Off-balance: How Global Equity Indices Undermine India Story
Fortune India|April 2024
MSCI METHODOLOGY MAKES INDIA UNDERWEIGHT IN GLOBAL INDICES. AS A RESULT, INVESTORS FAIL TO CAPITALISE ON INDIAN EQUITIES.
RAJIV RANJAN SINGH
Off-balance: How Global Equity Indices Undermine India Story

INDIAN EQUITY MARKET, the fourth largest in the world, contributes 3.6% to global market cap, while Indian economy is the fifth largest and contributes 4% to global gross domestic product (GDP). Indian stock indices have also outperformed global indices over last few decades. However, Indian equities are getting less than their fair share of funds allocated by index-based funds and exchange-traded funds (ETFs) globally. Reason is under-representation or low weight on Morgan Stanley Capital Index (MSCI) indices to which about $14.9 trillion assets under management (AUM) are benchmarked. For instance, MSCI All Country World Index (ACWI) captures large, mid, and small caps across developed and emerging market economies. About $4.3 trillion AUM was benchmarked to ACWI in June 2023. Fund managers use MSCI ACWI as a guide for asset allocation and a benchmark for performance of global equity funds. MSCI ACWI comprises stocks of nearly 3,000 companies from 23 developed and 24 emerging markets (as on December 29, 2023).
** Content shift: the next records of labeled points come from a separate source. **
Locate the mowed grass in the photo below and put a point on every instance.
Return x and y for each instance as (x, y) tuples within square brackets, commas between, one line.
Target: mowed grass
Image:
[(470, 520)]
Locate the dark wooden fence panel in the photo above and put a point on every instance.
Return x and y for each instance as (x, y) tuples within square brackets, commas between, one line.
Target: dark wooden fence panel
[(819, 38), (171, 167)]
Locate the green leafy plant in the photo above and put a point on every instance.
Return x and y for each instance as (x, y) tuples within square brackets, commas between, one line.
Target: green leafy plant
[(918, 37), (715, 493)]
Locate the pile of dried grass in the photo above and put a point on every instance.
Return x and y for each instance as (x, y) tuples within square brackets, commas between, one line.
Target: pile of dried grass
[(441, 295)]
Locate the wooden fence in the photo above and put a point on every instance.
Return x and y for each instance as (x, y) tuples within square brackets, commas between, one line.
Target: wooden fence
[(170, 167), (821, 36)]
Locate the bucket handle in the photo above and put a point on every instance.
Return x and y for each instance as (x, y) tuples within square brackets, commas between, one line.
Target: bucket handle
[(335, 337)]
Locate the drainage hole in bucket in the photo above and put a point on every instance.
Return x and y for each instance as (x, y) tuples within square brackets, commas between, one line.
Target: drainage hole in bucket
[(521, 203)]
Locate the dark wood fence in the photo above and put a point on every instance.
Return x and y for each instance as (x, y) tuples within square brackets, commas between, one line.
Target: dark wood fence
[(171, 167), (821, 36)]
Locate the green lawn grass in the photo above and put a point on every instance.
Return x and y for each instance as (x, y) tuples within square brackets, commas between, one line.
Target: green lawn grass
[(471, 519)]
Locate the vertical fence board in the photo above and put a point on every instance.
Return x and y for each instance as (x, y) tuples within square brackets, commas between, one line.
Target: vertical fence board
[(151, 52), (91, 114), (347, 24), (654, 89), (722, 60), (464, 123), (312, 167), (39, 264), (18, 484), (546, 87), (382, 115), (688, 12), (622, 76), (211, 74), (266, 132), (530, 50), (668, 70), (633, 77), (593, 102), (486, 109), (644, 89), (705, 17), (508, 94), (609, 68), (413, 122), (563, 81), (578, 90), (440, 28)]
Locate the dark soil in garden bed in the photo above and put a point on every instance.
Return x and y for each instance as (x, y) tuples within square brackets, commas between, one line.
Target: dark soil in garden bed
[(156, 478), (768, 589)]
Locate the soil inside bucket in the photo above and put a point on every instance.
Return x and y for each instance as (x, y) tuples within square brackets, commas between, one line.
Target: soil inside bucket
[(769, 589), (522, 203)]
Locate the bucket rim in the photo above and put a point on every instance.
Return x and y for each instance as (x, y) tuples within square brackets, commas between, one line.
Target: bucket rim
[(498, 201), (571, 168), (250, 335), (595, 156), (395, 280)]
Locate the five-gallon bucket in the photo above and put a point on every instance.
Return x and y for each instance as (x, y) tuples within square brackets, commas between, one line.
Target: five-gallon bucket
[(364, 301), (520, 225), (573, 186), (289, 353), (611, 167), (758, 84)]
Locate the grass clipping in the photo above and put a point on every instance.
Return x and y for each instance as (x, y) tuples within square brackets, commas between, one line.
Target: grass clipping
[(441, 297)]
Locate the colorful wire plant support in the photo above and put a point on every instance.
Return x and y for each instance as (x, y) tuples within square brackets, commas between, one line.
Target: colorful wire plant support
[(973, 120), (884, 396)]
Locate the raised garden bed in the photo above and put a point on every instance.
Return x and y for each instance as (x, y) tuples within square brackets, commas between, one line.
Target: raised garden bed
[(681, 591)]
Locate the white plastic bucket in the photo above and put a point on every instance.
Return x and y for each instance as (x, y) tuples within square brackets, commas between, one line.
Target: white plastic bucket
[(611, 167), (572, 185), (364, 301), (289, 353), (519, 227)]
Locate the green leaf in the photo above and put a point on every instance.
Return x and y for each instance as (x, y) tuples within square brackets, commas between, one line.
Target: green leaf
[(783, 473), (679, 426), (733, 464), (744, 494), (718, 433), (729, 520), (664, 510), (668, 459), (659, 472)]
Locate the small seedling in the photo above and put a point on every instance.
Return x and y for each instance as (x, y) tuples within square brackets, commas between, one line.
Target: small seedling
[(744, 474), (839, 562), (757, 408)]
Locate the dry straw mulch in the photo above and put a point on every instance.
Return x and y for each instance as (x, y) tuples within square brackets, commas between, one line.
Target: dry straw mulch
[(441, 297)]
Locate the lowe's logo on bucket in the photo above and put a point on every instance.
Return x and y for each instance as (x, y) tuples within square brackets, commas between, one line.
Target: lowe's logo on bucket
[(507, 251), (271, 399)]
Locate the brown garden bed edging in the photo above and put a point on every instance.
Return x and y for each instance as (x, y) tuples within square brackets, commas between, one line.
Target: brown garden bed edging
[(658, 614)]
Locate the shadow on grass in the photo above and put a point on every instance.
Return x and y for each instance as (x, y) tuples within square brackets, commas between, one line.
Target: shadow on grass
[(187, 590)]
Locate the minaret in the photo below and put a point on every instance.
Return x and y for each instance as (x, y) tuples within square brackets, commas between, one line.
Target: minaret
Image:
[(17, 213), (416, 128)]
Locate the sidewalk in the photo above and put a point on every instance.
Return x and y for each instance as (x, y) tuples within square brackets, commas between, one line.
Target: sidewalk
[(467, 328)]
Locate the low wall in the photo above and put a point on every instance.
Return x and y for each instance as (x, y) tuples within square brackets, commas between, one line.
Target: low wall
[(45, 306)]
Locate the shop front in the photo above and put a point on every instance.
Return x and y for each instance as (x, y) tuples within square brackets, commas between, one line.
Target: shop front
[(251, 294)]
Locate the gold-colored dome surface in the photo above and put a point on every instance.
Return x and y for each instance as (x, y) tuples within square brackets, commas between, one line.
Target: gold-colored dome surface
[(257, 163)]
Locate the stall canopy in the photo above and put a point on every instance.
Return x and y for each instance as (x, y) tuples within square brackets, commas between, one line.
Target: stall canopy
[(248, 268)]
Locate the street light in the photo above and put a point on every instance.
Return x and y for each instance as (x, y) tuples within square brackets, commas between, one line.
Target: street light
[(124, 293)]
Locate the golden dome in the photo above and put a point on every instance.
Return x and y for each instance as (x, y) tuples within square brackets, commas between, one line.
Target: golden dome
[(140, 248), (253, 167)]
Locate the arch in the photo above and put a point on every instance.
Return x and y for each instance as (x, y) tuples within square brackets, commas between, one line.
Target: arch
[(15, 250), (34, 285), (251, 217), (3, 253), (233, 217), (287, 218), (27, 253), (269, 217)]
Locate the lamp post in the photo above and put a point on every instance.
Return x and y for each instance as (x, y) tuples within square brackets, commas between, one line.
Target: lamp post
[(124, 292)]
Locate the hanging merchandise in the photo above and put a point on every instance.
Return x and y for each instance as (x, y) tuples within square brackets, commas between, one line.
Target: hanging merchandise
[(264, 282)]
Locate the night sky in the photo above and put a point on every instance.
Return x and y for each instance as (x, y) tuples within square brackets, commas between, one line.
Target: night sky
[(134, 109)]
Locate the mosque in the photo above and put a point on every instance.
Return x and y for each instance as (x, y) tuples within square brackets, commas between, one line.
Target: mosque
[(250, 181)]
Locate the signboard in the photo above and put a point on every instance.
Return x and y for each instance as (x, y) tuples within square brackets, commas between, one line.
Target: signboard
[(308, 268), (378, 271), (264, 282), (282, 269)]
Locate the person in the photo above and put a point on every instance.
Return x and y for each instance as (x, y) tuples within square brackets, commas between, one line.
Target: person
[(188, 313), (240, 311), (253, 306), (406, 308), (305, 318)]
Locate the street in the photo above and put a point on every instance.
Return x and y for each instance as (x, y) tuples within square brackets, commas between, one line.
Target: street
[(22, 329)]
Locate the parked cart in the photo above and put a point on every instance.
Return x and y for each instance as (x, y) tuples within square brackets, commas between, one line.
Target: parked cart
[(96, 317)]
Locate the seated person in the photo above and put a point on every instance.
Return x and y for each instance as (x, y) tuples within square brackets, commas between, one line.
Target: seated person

At present, India’s weight in ACWI is just 1.69%; smaller economies U.K. and France are at 3.6% and 2.9% respectively.

The stark dichotomy between the size of the market/economy and country weight is visible in many cases. For instance, capitalisation of Germany’s stock market ($2.3 trillion) is 38% less than India’s ($3.7 trillion). Yet, Germany has 2% weight in the index.